Após um ano de seguimento e com todos os pacientes já incluídos, o comitê independente de monitoramento dos dados sugeriu a interrupção precoce do estudo por eficácia indiscutível a favor da ablação. Quando isso ocorreu, a quantidade esperada de eventos era três quartos do inicialmente previsto no cálculo amostral (incidência cumulativa em 1 ano de 15% versus o inicialmente projetado de 20% no grupo controle). Ao todo, 8 pacientes apresentaram o desfecho primário no grupo ablação versus 29 no grupo tratamento clínico (hazard ratio [HR] 0,24; intervalo de confiança [IC] 95% 0,11-0,52; P < 0,001). A mortalidade também foi menor no grupo ablação (6 versus 19 mortes, respectivamente; HR 0,29; IC 95% 0,12-0,72). Ao todo, 1 paciente do grupo ablação necessitou de dispositivo de assistência ventricular versus 10 pacientes no grupo tratamento clínico. Em 12 meses, os pacientes do grupo ablação apresentaram um aumento médio da FEVE de 7,8 pontos percentuais versus 1,4 no grupo controle (diferença média entre os grupos de 6,4; IC 95% 4,1 a 8,7). A carga de arritmia também foi reduzida com a ablação em 31,4 pontos percentuais versus uma redução de 8,6 com o tratamento clínico (diferença média entre os grupos 22,7; IC 95% 13,0 a 32,5).
E agora?
A ICFER é uma doença com elevada mortalidade, sendo comparável à de muitas neoplasias malignas. Quando o paciente atinge estágios avançados e passa a ser refratário ao tratamento, a evolução inexorável para o óbito somente é evitada por meio de um transplante cardíaco. Nesse sentido, a procura por tratamentos capazes de modificar a história natural desta condição é uma necessidade não atendida e, portanto, o estudo CASTLE-HTx traz uma nova esperança. Entretanto, mesmo diante de resultados tão animadores, temos que fazer algumas considerações sobre este estudo.
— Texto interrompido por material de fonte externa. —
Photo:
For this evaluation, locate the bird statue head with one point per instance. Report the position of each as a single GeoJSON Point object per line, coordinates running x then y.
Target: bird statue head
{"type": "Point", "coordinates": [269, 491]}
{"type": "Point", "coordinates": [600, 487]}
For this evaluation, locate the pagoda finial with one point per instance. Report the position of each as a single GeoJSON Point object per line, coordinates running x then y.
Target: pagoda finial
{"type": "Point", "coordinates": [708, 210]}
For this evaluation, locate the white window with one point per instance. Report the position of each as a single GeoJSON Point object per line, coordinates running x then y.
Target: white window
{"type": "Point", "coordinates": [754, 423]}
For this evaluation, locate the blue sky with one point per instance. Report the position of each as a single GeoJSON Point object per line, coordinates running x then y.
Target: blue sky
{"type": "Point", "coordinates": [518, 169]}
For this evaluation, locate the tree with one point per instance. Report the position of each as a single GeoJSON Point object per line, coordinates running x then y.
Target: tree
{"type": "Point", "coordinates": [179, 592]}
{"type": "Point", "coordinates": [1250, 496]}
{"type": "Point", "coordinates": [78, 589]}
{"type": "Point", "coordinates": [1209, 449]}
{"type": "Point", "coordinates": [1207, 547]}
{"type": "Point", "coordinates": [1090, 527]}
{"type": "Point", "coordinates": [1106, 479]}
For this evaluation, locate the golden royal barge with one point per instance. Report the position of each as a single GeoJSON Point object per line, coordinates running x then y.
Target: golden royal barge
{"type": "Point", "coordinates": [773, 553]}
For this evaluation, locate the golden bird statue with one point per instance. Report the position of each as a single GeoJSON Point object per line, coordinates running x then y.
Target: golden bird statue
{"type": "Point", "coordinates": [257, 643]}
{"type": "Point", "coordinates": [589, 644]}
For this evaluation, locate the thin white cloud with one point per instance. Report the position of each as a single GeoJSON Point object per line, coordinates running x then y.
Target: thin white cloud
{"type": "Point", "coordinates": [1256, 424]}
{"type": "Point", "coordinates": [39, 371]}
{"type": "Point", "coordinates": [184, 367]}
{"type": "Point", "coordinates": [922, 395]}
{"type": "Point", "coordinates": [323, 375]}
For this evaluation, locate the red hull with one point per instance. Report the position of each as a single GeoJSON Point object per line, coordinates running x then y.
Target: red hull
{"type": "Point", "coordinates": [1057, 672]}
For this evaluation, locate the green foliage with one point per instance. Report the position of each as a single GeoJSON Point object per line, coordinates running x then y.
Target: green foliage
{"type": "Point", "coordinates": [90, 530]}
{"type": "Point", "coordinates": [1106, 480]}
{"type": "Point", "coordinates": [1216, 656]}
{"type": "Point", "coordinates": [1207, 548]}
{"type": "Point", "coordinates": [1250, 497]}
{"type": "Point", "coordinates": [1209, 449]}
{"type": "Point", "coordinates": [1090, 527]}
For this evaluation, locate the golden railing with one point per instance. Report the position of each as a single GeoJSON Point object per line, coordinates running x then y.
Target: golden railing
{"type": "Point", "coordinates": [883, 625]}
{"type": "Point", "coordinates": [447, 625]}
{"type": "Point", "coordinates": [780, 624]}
Em primeiro lugar, estudos interrompidos precocemente tendem a exagerar a magnitude de efeito do tratamento. Embora esta interrupção tenha sido correta (pois não seria ético continuar o estudo sabendo que um dos tratamentos é indiscutivelmente superior), a real redução de mortalidade provavelmente não é tão expressiva quanto o que foi observado. Em segundo lugar, embora o estudo tenha se proposto a incluir pacientes com ICFER avançadas e refratários ao tratamento otimizado, um terço dos pacientes tinha classe funcional II e apenas um quarto estavam em uso de inibidores de SGLT2. Logo, nem eram pacientes com sintomas avançados nem tiveram todo o tratamento otimizado possível nos dias de hoje. Em terceiro lugar, e talvez o mais importante, trata-se de um estudo unicêntrico, feito em um hospital da Alemanha com alto volume de procedimentos. Portanto, é incerto se estes resultados poderiam ser replicados em outros serviços. O ideal é que tivesse sido feito um estudo multicêntrico, sobretudo quando se trata de uma intervenção, em que o operador e o hospital fazem toda a diferença na eficácia do tratamento (diferentemente de um medicamento, por exemplo).
Por conta disso, conforme já é sabido nas diretrizes, a ablação com cateter na FA deve ser fortemente considerada em dois tipos de pacientes: aqueles com sintomas a despeito do tratamento medicamentoso e aqueles com ICFER.